SG: “Oh I agree. But that doesn’t mean every project is a reinvention of the wheel, there are fundamental similarities and common practices. The industry is filled with ambiguity and layered with complexity. I think that’s a normal characteristic of an emerging industry. It’s worth remembering that Content strategy is rooted in communication—which has been around for an awfully long time—but it also employs a variety of different skill sets like information architecture and user experience design. Then you add in journalism and editorial skills. On top of that you have ongoing, internet driven, instability and disruption in the marketplace.—but a lot less has changed than people think and that compounds things. It can get fairly confusing.

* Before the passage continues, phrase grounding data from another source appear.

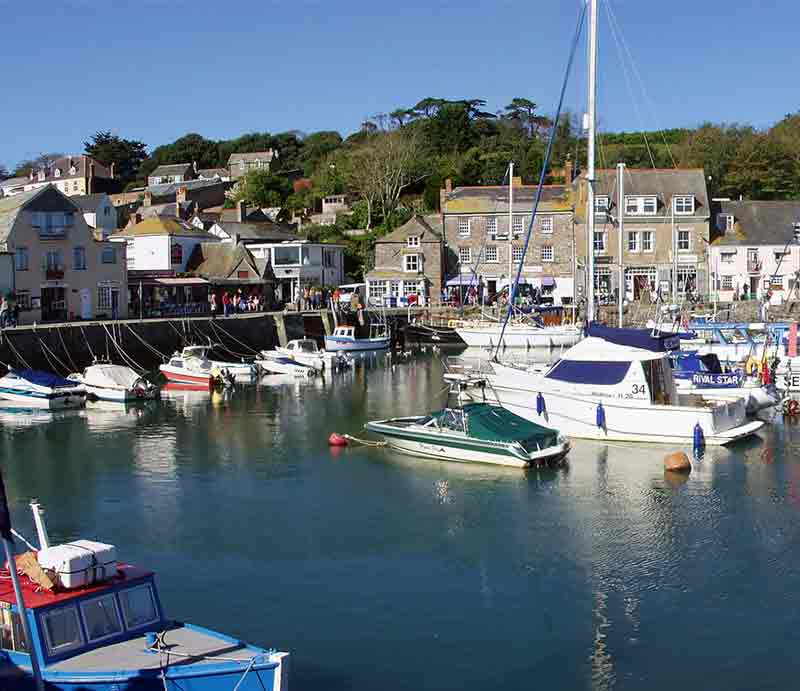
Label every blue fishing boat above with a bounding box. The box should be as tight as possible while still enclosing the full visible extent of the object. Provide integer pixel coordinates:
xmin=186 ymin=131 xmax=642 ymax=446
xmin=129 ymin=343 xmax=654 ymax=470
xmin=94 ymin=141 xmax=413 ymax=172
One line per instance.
xmin=0 ymin=369 xmax=85 ymax=410
xmin=0 ymin=503 xmax=290 ymax=690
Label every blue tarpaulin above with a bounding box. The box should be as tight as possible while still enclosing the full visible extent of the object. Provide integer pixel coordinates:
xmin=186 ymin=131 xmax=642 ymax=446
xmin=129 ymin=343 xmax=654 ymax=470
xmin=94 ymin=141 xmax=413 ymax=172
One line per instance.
xmin=15 ymin=369 xmax=77 ymax=388
xmin=546 ymin=360 xmax=631 ymax=385
xmin=585 ymin=323 xmax=680 ymax=352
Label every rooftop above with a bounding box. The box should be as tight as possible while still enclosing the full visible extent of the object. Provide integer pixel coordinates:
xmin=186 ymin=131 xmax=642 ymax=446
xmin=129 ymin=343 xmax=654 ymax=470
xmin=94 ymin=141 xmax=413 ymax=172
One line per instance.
xmin=149 ymin=163 xmax=194 ymax=178
xmin=378 ymin=214 xmax=443 ymax=243
xmin=112 ymin=216 xmax=216 ymax=239
xmin=713 ymin=200 xmax=800 ymax=246
xmin=228 ymin=150 xmax=277 ymax=164
xmin=71 ymin=192 xmax=109 ymax=212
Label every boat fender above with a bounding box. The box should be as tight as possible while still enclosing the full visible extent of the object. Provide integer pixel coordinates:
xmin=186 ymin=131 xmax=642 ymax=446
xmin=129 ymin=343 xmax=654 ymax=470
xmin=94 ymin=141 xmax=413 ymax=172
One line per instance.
xmin=693 ymin=422 xmax=705 ymax=458
xmin=595 ymin=402 xmax=606 ymax=432
xmin=328 ymin=433 xmax=348 ymax=447
xmin=536 ymin=392 xmax=546 ymax=416
xmin=745 ymin=356 xmax=758 ymax=376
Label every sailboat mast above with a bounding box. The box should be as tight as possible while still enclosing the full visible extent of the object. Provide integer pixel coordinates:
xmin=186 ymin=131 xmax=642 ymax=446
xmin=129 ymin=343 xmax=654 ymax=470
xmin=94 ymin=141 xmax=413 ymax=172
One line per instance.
xmin=617 ymin=162 xmax=625 ymax=327
xmin=508 ymin=161 xmax=514 ymax=299
xmin=585 ymin=0 xmax=598 ymax=324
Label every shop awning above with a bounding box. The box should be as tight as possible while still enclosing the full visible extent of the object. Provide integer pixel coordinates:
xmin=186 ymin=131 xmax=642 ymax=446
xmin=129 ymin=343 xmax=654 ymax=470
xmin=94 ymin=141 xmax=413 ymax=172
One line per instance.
xmin=541 ymin=277 xmax=556 ymax=287
xmin=446 ymin=274 xmax=478 ymax=287
xmin=154 ymin=277 xmax=209 ymax=286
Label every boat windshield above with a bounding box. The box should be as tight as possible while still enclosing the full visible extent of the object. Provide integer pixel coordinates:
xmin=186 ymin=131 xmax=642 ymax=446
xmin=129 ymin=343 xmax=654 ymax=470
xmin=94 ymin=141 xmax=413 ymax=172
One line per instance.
xmin=438 ymin=409 xmax=465 ymax=432
xmin=296 ymin=341 xmax=317 ymax=353
xmin=719 ymin=328 xmax=751 ymax=344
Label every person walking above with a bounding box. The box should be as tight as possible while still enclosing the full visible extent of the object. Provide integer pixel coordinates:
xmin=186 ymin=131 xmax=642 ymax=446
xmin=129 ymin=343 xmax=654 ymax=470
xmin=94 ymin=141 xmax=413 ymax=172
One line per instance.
xmin=209 ymin=292 xmax=217 ymax=318
xmin=222 ymin=291 xmax=231 ymax=317
xmin=0 ymin=296 xmax=8 ymax=328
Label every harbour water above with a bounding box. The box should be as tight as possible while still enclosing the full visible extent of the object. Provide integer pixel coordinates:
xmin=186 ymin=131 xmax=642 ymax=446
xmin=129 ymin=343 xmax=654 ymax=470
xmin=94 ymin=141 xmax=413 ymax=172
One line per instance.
xmin=2 ymin=350 xmax=800 ymax=690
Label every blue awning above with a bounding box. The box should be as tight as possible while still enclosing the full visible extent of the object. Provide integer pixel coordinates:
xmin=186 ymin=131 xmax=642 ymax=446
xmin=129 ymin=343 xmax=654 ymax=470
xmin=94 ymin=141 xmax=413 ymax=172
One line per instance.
xmin=546 ymin=360 xmax=631 ymax=385
xmin=446 ymin=274 xmax=478 ymax=287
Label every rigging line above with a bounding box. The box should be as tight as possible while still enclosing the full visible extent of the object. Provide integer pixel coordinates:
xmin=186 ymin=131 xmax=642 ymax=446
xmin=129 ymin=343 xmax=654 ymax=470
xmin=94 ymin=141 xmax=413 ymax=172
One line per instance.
xmin=80 ymin=325 xmax=96 ymax=362
xmin=209 ymin=318 xmax=259 ymax=355
xmin=125 ymin=324 xmax=169 ymax=361
xmin=494 ymin=2 xmax=587 ymax=360
xmin=4 ymin=335 xmax=30 ymax=370
xmin=605 ymin=1 xmax=677 ymax=170
xmin=38 ymin=338 xmax=68 ymax=376
xmin=103 ymin=324 xmax=146 ymax=373
xmin=56 ymin=327 xmax=79 ymax=372
xmin=603 ymin=1 xmax=656 ymax=171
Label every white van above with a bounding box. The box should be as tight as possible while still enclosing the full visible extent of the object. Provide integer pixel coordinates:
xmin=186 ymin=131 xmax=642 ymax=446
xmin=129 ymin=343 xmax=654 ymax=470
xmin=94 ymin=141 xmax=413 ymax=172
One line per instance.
xmin=336 ymin=283 xmax=365 ymax=304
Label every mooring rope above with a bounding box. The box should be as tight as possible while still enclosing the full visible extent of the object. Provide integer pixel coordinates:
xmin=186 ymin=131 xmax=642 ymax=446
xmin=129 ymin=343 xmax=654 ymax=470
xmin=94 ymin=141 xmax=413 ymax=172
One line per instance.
xmin=38 ymin=337 xmax=70 ymax=375
xmin=4 ymin=335 xmax=31 ymax=369
xmin=209 ymin=318 xmax=259 ymax=355
xmin=102 ymin=324 xmax=146 ymax=374
xmin=125 ymin=324 xmax=169 ymax=361
xmin=56 ymin=327 xmax=80 ymax=372
xmin=79 ymin=325 xmax=96 ymax=362
xmin=343 ymin=434 xmax=387 ymax=448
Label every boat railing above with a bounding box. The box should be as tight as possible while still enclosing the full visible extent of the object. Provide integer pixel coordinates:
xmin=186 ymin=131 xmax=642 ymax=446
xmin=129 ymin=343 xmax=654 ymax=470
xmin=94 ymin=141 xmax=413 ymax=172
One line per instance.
xmin=443 ymin=356 xmax=496 ymax=379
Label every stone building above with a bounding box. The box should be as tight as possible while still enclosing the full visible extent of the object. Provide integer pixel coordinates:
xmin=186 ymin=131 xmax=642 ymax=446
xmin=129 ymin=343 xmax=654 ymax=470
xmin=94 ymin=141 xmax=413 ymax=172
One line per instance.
xmin=573 ymin=168 xmax=711 ymax=302
xmin=227 ymin=151 xmax=278 ymax=180
xmin=441 ymin=178 xmax=576 ymax=305
xmin=366 ymin=215 xmax=444 ymax=305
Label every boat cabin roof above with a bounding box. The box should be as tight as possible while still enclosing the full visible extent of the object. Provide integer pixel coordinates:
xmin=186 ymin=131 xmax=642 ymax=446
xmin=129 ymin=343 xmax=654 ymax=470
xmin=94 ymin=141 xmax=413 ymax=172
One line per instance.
xmin=181 ymin=346 xmax=210 ymax=357
xmin=559 ymin=335 xmax=669 ymax=363
xmin=287 ymin=339 xmax=318 ymax=352
xmin=0 ymin=561 xmax=153 ymax=610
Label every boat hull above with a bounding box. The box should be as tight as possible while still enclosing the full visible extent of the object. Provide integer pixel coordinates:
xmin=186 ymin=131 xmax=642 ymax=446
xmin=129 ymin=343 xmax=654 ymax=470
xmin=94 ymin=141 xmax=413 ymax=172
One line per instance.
xmin=256 ymin=358 xmax=315 ymax=377
xmin=475 ymin=368 xmax=763 ymax=445
xmin=365 ymin=420 xmax=569 ymax=468
xmin=0 ymin=388 xmax=85 ymax=409
xmin=324 ymin=336 xmax=391 ymax=352
xmin=82 ymin=383 xmax=158 ymax=402
xmin=455 ymin=326 xmax=581 ymax=349
xmin=159 ymin=367 xmax=214 ymax=387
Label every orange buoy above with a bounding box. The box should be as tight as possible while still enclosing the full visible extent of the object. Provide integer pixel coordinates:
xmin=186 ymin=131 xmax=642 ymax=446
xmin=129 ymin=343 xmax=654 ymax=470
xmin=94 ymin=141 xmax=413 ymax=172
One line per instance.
xmin=328 ymin=433 xmax=348 ymax=447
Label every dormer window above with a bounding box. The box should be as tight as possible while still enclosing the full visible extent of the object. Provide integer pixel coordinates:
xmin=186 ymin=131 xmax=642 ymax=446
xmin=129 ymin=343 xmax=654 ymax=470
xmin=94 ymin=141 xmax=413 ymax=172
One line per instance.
xmin=673 ymin=195 xmax=695 ymax=215
xmin=625 ymin=196 xmax=657 ymax=216
xmin=407 ymin=235 xmax=420 ymax=248
xmin=54 ymin=168 xmax=61 ymax=178
xmin=69 ymin=166 xmax=77 ymax=175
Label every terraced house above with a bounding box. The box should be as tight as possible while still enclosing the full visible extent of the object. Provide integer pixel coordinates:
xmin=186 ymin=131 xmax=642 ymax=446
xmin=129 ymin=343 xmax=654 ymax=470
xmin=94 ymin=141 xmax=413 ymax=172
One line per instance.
xmin=0 ymin=186 xmax=127 ymax=323
xmin=573 ymin=168 xmax=711 ymax=302
xmin=440 ymin=178 xmax=577 ymax=305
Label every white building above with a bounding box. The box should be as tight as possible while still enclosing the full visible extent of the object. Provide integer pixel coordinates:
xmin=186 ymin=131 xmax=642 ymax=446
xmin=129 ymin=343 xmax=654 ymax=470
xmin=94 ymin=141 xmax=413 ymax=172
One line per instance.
xmin=72 ymin=193 xmax=118 ymax=237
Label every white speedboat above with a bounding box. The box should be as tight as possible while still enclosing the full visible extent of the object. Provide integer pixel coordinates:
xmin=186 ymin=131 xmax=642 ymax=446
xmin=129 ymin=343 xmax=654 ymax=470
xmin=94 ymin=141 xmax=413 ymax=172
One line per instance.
xmin=263 ymin=339 xmax=350 ymax=372
xmin=455 ymin=320 xmax=582 ymax=349
xmin=0 ymin=369 xmax=85 ymax=409
xmin=179 ymin=346 xmax=259 ymax=379
xmin=366 ymin=401 xmax=569 ymax=468
xmin=457 ymin=325 xmax=763 ymax=446
xmin=159 ymin=350 xmax=227 ymax=387
xmin=256 ymin=352 xmax=317 ymax=377
xmin=70 ymin=363 xmax=158 ymax=402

In a nutshell, we seem to be technology obsessed, we fascinate over new technical minutiae, thinking that each new innovation is a potential game changer that will rewrite the way we do things, and in some ways it may, but in reality the internet is just another medium for communication. The fundamental nature of communication and by inference content— since content is nothing more than the stuff of communication— remains largely the same, people have always wanted and needed to engage and converse for a variety of reasons both personal and commercial. Connecting with each other is a fundamental human need.
The truth is that we live in a world that is a cacophony of conversations. Our strategic aim as content strategists should be to understand and ferret out which conversations are valuable and then shape content to create and dominate the conversations that can achieve specific objectives, regardless of the technology involved or how it is evolving.”